In both Martin and The Transfiguration, we are introduced to the murderous habits of the main characters. In Martin, we see its main character Martin Matthias (John Amplas) target a woman in an overnight train. From his backpack he takes out a specialized medic kit, filling the syringe with some mysterious sedative as he stands in front of her carriage door. He crouches down and deftly picks the lock with a little hairpin. Clenching the handle of syringe between his teeth, holding the handle of the door with one hand and the ready syringe in the other, he prepares himself mentally by letting his imagination take hold. Suddenly the colorful world turns into a classic black/white as he imagines the same woman standing there, dressed in an elegant dress, turning her hair as if she’s from some fancy shampoo commercial. She smiles at Martin and opens up her arms for him. It’s as if she permits his assault on her, as if it would be a great honor, an erotic pleasure even, to be the subject of his feeding.

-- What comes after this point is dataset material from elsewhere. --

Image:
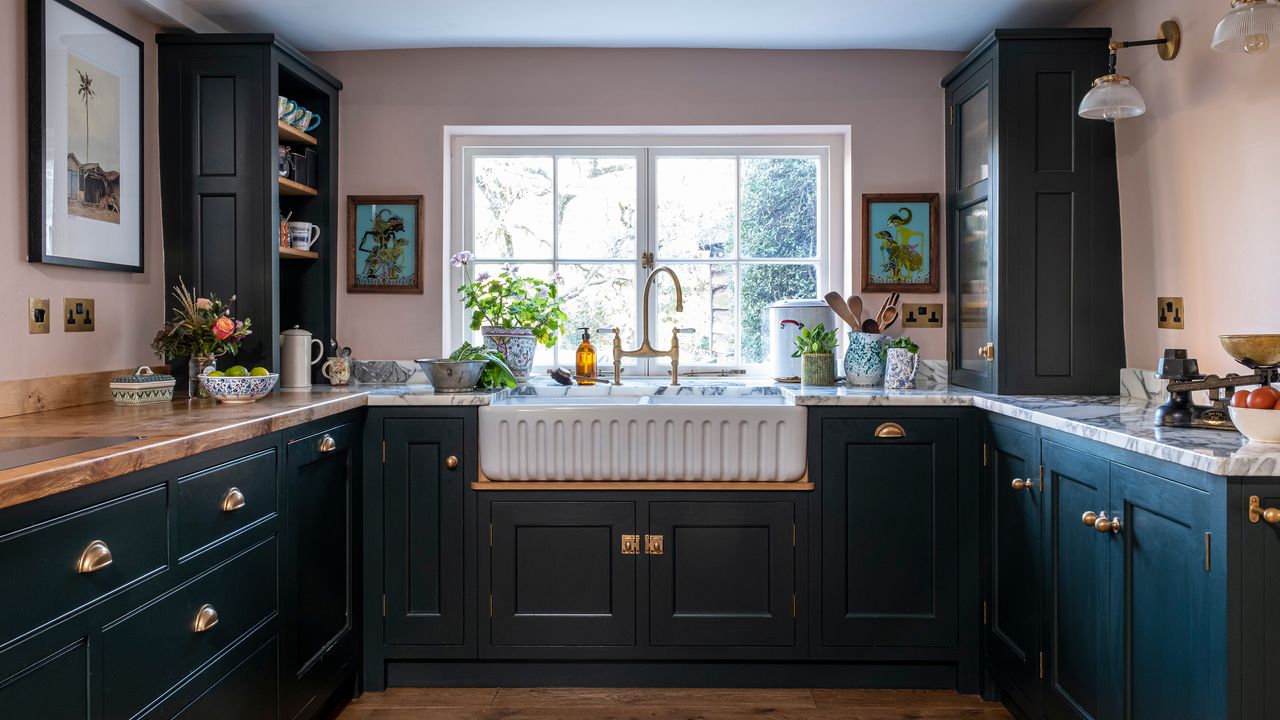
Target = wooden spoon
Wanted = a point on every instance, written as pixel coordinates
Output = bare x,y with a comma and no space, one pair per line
837,302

But the illusion is shattered when he comes in and she isn’t standing there. He looks around frantically and hears the sound of a toilet flushing. The woman who comes out of that toilet is nothing like his romantic fantasy: instead of the elegant dress she’s wearing a simple nightgown; her hair is not flowing wildly like Martin’s imagination but tied into a bun; her face is covered in an exfoliating mask as she’s blowing her nose loudly. When she finally sees him, there’s that few seconds of dread on her face. When he attacks her we already see the difference between Martin and The Transfiguration’s Milo (Eric Ruffin): while they are both killers, there’s an apologetic tenderness to Martin’s killing which is absent with Milo. After he plunged the syringe into her body, he pleads with her to stop struggling, telling her to ”please go to sleep.”

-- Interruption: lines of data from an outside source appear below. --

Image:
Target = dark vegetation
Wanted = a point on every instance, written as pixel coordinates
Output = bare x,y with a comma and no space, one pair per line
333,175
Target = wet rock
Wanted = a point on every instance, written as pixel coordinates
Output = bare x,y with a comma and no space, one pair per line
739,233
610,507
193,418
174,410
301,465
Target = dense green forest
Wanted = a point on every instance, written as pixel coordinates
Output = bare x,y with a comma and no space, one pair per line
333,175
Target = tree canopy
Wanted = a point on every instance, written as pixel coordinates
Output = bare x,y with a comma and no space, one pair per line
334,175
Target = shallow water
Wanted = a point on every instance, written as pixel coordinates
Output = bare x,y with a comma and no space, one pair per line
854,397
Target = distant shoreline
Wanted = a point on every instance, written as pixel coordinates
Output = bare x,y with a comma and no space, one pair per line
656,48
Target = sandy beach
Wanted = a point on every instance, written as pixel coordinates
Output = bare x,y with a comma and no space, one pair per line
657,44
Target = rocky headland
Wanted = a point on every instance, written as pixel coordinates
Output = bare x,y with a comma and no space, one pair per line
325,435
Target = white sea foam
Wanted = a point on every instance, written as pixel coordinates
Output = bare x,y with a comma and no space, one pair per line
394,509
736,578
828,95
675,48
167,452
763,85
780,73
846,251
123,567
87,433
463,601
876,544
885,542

This scene is great mostly for its realistic clumsiness. There’s no vicious coolness of some deft killer which we would normally see in a vampire film. Martin, being skinny and frail, only manages to get the upper-hand because the sedative eventually kicks in. Even so the woman doesn’t hold back, screaming and bravely cursing at him until she’s too weak to fight back. Her last moments are heart-wrenching, as she becomes increasingly aware of her fatal predicament, asking Martin what exactly he poisoned her with and asking him what he’s planning to do with her.

Again we see Martin’s tenderness as he holds her, trying to comfort her, telling her: ”it’s alright! I’m always very careful with the needless, it won’t hurt you… It’s just to help you sleep.” She asks him why he wants her to sleep. He screams at her and tells her ”it’s important.” As she slowly fades away, he reassures her again that he’s ”always careful with the needless, so it put you to sleep. It doesn’t hurt… It’s very important.”

Milo from The Transfiguration attacks his victims without mercy. He’s like a cat lurking for his prey. He doesn’t plead with them, he doesn’t comfort them, he attacks them and goes right for the jugular. Milo just wants blood, he sees his subjects simply as food. We see Milo watch nature videos of predators dispatching their prey, from insects to lions. But Martin is different. He romanticizes his victims, he wants to be close to them. There’s an attraction to them, even a sick, twisted affection for them.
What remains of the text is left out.